Supplementary materials for synthetic evaluation


### time_independent_words.txt ###

This is a list of all words in the English Fiction portion of the Google Books Ngram (Lin et al. 2012) corpus that appear in the top 20,000 by frequency in every decade as calculated by Hamilton et al. (2016).


### BLESS_classes.txt ###

This contains the words in each BLESS class (Baroni et al. 2011) that appear in time_independent_words.txt. Each line is the name of the BLESS class, a tab, then a space separated list of words in that class.

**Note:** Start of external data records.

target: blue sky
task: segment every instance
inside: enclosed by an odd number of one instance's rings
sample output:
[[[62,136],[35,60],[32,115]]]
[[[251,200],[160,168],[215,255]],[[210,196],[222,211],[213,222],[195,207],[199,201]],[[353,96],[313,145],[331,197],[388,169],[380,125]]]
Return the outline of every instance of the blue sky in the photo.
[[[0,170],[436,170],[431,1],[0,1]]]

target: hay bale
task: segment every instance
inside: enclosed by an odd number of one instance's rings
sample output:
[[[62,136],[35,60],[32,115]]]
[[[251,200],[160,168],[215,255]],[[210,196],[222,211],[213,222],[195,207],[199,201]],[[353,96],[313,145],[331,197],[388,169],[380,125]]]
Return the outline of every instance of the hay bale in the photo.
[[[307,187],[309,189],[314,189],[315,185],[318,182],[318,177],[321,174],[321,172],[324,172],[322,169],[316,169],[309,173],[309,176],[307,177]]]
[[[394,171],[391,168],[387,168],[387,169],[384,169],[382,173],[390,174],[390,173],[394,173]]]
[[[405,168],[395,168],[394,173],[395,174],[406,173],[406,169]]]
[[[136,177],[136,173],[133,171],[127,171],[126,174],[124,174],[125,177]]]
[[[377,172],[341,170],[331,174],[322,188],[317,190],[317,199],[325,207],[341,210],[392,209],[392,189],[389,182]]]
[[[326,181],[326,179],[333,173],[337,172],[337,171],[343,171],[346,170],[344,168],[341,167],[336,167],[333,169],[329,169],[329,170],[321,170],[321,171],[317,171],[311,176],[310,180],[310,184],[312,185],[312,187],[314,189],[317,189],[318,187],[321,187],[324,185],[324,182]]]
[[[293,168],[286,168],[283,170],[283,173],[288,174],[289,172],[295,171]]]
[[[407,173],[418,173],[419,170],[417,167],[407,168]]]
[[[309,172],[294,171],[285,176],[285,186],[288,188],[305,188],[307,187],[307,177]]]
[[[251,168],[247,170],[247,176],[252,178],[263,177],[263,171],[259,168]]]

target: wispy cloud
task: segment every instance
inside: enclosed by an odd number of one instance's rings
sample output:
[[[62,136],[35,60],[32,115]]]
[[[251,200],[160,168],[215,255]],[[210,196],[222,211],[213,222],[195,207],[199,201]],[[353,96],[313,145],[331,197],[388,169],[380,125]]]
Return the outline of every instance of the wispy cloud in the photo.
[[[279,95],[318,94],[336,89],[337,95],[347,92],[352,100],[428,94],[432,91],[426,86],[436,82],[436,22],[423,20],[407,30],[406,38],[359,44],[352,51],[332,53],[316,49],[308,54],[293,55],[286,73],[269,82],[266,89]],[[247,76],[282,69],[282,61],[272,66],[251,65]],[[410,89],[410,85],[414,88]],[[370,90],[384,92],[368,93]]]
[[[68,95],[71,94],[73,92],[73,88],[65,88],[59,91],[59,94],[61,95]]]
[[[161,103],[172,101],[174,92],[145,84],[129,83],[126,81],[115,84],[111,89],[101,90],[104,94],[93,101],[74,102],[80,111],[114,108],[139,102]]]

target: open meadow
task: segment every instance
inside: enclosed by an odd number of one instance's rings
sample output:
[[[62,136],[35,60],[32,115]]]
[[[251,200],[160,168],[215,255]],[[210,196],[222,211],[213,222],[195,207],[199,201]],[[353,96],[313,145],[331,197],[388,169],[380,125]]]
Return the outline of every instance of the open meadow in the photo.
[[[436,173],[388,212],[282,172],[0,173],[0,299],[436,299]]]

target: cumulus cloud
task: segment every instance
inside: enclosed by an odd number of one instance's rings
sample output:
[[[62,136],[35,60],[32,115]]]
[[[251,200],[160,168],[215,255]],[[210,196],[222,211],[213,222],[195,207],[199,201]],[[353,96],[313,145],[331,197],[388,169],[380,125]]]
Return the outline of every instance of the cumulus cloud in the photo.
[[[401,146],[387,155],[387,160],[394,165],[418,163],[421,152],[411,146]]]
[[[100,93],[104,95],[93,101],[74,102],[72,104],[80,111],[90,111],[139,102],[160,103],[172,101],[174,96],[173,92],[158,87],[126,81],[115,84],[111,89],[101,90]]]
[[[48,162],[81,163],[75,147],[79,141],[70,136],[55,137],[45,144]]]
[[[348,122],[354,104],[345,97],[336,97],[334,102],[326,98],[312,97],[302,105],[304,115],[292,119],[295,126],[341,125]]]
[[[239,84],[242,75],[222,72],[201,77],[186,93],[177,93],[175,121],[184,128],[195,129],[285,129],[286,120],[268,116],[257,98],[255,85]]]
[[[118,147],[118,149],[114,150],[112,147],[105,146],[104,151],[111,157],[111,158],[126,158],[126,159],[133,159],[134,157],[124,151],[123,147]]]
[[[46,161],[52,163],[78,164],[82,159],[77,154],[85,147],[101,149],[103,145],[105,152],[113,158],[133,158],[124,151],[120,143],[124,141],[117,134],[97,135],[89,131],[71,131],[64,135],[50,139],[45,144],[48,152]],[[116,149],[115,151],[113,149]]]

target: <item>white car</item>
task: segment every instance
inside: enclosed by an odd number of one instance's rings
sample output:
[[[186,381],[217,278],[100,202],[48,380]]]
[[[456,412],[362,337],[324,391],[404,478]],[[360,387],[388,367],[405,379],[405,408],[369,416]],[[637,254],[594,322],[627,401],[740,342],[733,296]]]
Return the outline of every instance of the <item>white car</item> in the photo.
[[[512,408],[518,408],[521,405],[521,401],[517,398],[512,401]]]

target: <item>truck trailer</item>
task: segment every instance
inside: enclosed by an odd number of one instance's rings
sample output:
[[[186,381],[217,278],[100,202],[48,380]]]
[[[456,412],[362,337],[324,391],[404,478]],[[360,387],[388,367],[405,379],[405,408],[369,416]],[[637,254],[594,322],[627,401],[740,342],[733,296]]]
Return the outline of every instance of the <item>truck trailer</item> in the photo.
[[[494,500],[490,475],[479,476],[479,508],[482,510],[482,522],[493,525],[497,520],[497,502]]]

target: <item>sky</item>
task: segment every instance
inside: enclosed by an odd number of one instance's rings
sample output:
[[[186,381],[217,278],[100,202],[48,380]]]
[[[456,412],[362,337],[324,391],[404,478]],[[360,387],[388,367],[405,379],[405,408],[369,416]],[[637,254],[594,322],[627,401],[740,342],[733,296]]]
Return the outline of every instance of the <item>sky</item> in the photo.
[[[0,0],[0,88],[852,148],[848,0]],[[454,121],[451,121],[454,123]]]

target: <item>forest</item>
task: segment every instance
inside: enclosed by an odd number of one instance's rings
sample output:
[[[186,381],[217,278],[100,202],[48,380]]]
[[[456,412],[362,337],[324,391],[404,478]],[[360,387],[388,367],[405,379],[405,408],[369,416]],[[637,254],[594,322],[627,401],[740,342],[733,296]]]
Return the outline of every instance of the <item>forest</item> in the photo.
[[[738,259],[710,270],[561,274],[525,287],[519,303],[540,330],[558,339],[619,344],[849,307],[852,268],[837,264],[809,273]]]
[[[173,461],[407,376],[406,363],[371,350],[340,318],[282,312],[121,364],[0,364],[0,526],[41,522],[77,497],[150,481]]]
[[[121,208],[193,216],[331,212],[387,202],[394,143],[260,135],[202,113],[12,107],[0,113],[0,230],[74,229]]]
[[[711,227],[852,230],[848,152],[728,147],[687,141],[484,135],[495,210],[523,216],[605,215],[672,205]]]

### synthetic_words_set_1.csv ###
### synthetic_words_set_2.csv ###
### synthetic_words_set_3.csv ###

These csvs contain the data for the three sets of 15 synthetic words. See description in main paper for details. r1 and r2 are the component real words that form the synthetic word r1◦r2. s is the steepness of the sigmoid curve that defines how r1◦r2 shifts in meaning from r1 to r2. m is the sigmoid curve's midpoint.


### License ###

This dataset is derived from the BLESS dataset from Marco Baroni and Alessandro Lenci. The BLESS dataset is licensed under the Creative Commons
Attribution-ShareAlike license. As such, the material in our dataset is released under the same license. In short, you are free to copy,
distribute, transmit and edit the data set, as long as you credit the
original authors and, if you
choose to distribute the resulting work, you release it under the same
license.

For more information, see:

http://creativecommons.org/licenses/by-sa/3.0/


### References  ###

Baroni, M. and Lenci, A., 2011, July. How we BLESSed distributional semantic evaluation. In Proceedings of the GEMS 2011 Workshop on GEometrical Models of Natural Language Semantics (pp. 1-10). Association for Computational Linguistics.

William L. Hamilton, Jure Leskovec, and Dan Jurafsky. ACL 2016. Diachronic Word Embeddings Reveal Statistical Laws of Semantic Change.

Lin, Y., Michel, J.B., Aiden, E.L., Orwant, J., Brockman, W. and Petrov, S., 2012, July. Syntactic annotations for the google books ngram corpus. In Proceedings of the ACL 2012 system demonstrations (pp. 169-174). Association for Computational Linguistics.